This means that your planning application will be decided by the political members of the Development & Planning Authority ("DPA") at a meeting which will be open to the public.
Most planning applications are determined by the planning officers (typically, more than 95%) but in certain circumstances, they will be determined by the political members of the DPA. Those circumstances include cases where the application involves a departure from the DPA’s established policies; where the application appears to raise particularly contentious or sensitive issues; and where an appeal to the Planning Tribunal, or other legal challenge, appears likely.
As with all other planning applications, the planning officers will prepare a planning report setting out all of the relevant planning policies and considerations, a summary of any representations received from third parties, a summary of any consultation responses received from other organisations or States' departments and a recommendation as to whether planning permission should be granted.
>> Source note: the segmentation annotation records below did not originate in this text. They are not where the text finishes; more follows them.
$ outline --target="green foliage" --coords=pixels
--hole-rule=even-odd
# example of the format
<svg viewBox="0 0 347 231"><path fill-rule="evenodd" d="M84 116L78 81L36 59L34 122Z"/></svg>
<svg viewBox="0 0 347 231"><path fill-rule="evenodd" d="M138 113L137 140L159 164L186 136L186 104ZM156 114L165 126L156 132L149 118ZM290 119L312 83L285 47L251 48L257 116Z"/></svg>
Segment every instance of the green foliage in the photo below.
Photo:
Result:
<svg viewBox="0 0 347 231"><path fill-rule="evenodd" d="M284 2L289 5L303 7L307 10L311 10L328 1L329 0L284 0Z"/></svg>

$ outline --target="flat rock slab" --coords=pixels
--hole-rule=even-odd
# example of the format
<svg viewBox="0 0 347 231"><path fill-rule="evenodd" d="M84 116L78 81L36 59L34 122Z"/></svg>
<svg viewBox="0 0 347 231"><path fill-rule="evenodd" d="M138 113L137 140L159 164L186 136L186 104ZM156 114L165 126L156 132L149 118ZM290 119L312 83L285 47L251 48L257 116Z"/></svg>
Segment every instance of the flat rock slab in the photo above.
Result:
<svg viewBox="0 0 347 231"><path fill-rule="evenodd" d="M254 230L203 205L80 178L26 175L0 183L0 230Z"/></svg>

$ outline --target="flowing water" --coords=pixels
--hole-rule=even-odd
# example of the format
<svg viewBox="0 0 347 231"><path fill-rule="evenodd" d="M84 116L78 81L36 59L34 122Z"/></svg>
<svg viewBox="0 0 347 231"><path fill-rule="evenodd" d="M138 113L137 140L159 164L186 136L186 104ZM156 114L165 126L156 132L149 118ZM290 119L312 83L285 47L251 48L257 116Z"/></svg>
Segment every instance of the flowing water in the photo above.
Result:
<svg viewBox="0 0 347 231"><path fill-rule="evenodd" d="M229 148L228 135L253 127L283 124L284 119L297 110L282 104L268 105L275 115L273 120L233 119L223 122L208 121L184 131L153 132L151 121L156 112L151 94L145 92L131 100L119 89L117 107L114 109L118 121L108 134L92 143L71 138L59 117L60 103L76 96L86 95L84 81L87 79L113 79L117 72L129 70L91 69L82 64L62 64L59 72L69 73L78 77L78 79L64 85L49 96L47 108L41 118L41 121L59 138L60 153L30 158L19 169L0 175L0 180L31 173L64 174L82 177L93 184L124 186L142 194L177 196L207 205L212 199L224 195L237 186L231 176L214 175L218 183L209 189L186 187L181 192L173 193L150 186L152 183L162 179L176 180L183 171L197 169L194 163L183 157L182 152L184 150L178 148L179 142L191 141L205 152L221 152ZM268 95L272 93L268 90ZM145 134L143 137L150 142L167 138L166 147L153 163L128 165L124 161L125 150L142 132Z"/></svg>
This report is published on the States' website (together with the agenda for the meeting) five working days before the meeting is held.
At the meeting, the planning officers will introduce the application and explain their recommendation and then the speakers will be heard. First, any person who submitted a representation in writing and who has also notified the Planning Service of their intention to speak (in both cases, within the required timeframes) will speak for their allotted time (a maximum of four minutes each). The applicant and/or their agent are then given the opportunity to speak.
The political members then debate the application and ask any questions of the officers before making a decision. They may not agree with the officer's recommendation but in such circumstances, they must be very careful as any disagreement must be on the basis of relevant material planning considerations. Members must take special care to ensure that clear reasons are given for any disagreement and their decision. Failure to do so could leave the DPA's decision open to legal challenge.